It isn't as secure as a crate FOR THE DOG, but it will have to do. My reasons were I can't fit 2 regular airy metal or airline crates side by side without losing the 2nd row for my kids, and I could not find a single crate that had enough room for 2 dogs, excpet for the huge varicrate. With the gate, when I do not have the dogs I can still use the cargo space without having to ask for help moving very heavy crate/s out of truck. The double crate versions of these are very big and very heavy.

But this was the big reason quite frankly, this will only sound awful to people who are not kid people I suppose...but if I am rear ended hard with my kids in the 2nd row, I'd rather the dog flew around than have 2 big heavy crash rated crates slam into the backs of their seats/heads. The passenger area divider gate is very light and secured to headrests with zip ties. My dogs are pretty stay put dogs. The passenger area divider gate is more to keep them off the leather seats. 
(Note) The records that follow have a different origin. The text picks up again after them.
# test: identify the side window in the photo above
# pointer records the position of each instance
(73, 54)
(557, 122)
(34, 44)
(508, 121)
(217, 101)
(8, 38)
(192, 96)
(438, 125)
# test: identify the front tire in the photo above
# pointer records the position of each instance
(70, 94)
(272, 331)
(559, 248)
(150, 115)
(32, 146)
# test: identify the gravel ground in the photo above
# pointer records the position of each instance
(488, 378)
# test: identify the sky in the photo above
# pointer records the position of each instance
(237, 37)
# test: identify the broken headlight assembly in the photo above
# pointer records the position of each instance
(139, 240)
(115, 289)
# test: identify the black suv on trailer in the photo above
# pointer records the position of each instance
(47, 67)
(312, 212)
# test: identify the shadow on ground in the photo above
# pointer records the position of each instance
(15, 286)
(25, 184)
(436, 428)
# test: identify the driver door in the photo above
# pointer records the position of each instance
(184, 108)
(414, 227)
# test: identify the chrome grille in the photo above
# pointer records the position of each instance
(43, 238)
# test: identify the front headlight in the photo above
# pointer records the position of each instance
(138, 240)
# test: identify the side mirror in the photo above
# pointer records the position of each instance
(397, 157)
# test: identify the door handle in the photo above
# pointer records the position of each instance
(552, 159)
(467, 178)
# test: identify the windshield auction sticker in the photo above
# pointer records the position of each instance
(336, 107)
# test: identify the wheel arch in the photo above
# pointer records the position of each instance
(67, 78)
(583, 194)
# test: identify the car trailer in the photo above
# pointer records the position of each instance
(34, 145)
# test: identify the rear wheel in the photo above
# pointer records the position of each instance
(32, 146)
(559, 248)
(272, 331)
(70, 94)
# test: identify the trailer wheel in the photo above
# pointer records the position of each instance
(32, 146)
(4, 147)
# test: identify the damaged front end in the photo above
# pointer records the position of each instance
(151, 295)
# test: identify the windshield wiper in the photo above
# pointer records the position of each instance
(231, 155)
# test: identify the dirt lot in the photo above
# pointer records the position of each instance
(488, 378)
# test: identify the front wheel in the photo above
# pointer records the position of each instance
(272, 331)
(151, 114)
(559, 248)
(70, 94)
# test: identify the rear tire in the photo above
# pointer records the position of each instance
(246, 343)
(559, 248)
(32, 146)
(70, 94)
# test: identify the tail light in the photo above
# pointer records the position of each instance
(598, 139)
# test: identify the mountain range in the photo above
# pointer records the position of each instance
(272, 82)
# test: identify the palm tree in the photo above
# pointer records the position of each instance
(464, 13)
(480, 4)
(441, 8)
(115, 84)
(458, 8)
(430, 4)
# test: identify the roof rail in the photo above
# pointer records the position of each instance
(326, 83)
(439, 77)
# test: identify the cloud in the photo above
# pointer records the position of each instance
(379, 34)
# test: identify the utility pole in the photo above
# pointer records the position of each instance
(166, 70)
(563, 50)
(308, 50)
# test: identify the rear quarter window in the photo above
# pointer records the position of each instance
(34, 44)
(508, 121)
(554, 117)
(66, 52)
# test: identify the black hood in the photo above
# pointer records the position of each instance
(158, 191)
Sometimes with kids and dogs and lots of planned fun trips you just have to do what is the least bad lol

My set up. In addition to varigate I have a horse stall mat I have to pick up from the farm supply store, a reflective tarp made specifically for keeping kennels and cars cooler, and a Ryobi 18 v fan that is great. Bought an extra rechargeable battery for it as well. Ready for the summer:


----------



## CometDog (Aug 22, 2017)

Oh and yes I did check with Honda. The limit for each anchor is 65 pounds minus gear weight. The crash crate is 82 pounds and dogs are 85 and 60 pounds. So almost a full 100lbs over what the cars say the anchors can handle. So all that came into play.


----------



## Thecowboysgirl (Nov 30, 2006)

My small horse rides in a 700 Impact ? I had a truck already so he has his own apartment in the cap.


----------